POR YANNELYS APARICIO
La década comprendida entre 1959 y 1968 fue para Heberto Padilla la del descubrimiento del espíritu frente a la letra, la razón lógica frente a la razón mitológica. Recién aterrizado en La Habana, procedente de Nueva York, nada más triunfar la Revolución, se inmiscuyó rápidamente en el nuevo proyecto cultural. Su suerte dentro del organigrama oficialista fue al principio muy efectiva, gracias sobre todo a la ayuda de tres amigos: Carlos Franqui, Alberto Mora y Juan Marinello (Padilla, 2008, p. 53). Comenzó a trabajar en el entorno del periódico Revolución, que por entonces dirigía Carlos Franqui, concretamente en el suplemento Lunes de Revolución, editado por Guillermo Cabrera Infante y en el que también colaboraban Virgilio Piñera, Edmundo Desnoes, Pablo Armando Fernández, Lisandro Otero y otros escritores. Sus primeras colaboraciones fueron apasionadamente celebratorias en relación con el nuevo modelo social y cultural que se acababa de implantar. Baste citar como ejemplo el artículo titulado «La poesía en su lugar», del 7 de diciembre de 1959. En él criticaba a Virgilio Piñera, Lezama Lima, Cintio Vitier y a los poetas vinculados al grupo Orígenes por su ausencia real de cubanidad y por haber querido proponer como rasgos de identidad nacional lo que solo eran estéticas particulares y obsoletas de unos cuantos. Llegó a decir: «Orígenes es el instante de nuestro mal gusto más acentuado, es la comprobación de la ignorancia pasada, es la evidencia de nuestro colonialismo literario y nuestro servilismo a viejas fórmulas esclavizantes de la literatura. No es una casualidad que las palabras, el vocabulario de estos poetas tenga siempre una reiterada alusión monárquica: reino, corona, príncipe, princesa, heraldos» (Padilla, 1959, p. 5).
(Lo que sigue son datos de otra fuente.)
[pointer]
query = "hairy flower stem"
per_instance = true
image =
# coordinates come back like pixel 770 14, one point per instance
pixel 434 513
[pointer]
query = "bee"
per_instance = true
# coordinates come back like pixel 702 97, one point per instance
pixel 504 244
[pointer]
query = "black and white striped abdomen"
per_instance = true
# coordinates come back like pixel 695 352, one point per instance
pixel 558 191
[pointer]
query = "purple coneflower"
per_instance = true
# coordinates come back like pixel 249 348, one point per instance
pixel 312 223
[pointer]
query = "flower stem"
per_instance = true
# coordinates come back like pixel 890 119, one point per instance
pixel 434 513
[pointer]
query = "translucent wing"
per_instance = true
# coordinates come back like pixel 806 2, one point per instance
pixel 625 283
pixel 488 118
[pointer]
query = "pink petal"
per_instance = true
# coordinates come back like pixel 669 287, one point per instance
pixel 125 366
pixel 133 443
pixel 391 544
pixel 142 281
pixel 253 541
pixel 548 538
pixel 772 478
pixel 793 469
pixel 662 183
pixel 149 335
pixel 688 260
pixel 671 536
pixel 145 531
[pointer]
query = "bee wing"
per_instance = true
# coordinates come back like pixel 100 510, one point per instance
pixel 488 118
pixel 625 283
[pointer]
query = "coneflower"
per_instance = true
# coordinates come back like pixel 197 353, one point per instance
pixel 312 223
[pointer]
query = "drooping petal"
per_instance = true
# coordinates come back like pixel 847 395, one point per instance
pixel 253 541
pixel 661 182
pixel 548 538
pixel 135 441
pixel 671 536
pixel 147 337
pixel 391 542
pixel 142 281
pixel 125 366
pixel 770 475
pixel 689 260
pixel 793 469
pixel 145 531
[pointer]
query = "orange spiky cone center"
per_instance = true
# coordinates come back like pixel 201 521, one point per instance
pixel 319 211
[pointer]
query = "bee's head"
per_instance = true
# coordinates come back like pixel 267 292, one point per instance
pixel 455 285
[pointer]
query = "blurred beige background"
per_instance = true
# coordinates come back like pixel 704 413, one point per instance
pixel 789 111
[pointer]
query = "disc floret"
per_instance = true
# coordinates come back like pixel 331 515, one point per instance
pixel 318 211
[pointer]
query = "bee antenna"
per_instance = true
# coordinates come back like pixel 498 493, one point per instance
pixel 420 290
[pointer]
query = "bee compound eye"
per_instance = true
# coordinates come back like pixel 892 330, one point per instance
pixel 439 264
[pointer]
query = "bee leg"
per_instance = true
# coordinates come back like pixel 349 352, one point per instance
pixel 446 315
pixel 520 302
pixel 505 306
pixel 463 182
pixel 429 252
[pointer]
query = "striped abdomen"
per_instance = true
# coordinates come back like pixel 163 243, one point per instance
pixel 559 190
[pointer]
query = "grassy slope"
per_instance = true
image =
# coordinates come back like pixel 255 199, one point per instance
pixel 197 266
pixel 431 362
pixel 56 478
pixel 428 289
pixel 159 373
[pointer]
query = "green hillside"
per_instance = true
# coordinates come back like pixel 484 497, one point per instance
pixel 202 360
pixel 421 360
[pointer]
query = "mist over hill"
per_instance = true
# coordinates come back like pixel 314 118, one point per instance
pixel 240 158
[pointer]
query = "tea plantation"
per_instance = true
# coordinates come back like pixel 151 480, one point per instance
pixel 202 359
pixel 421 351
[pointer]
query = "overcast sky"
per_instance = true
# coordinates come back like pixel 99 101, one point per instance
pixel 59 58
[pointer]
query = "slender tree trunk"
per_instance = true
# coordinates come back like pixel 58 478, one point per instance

De Vitier, afirmaba que era la persona que más había «contribuido a confundir la poesía cubana de los últimos tiempos»; de Eliseo Diego, aclaraba que pretendía «reconstruir una zona inexistente de nuestro pasado, un colonialismo sin altura»; de García Vega, que «nunca fue un poeta»; de Justo Rodríguez Santos, que fue un «poeta preterido» y de Lezama, que tenía una «vieja voz, hueca y grotesca» (Padilla, 1959, p. 5). Terminaba el panorama exaltando a los jóvenes poetas cubanos que habían entendido los signos de los nuevos tiempos, llamando «mediocre» a Lezama Lima y profetizando que el nombre del poeta de Trocadero «quedará en nuestras antologías ilustrando las torpezas de una etapa de transición que acabamos de cancelar en 1959» (Padilla, 1959, p. 7). Concluía también que Lunes de Revolución debería dar cuenta de la poesía del mundo y ayudar a los artistas que todavía no habían encontrado su propio camino. Padilla se integraba así en la estructura ideológica oficialista que se encontraba desde principios de ese año elaborando un mito: el del tiempo nuevo, ajeno a la historia y negador de ella. En ese mismo artículo solo salvaba a los vanguardistas y a poetas anteriores a Orígenes como Agustín Acosta, Navarro Luna, Pichardo Moya, Emilio Ballagas o Mariano Brull, que fueron realmente «innovaderos» (sic) porque consiguieron «arrancarse del oído el sonsonete modernista» (Padilla, 1959, p. 5). ¿Por qué ese interés por desacreditar en bloque a los de Orígenes? ¿Solo porque eran molestos para una revolución radical de izquierdas, cercana al ateísmo y el comunismo (como luego se demostró)?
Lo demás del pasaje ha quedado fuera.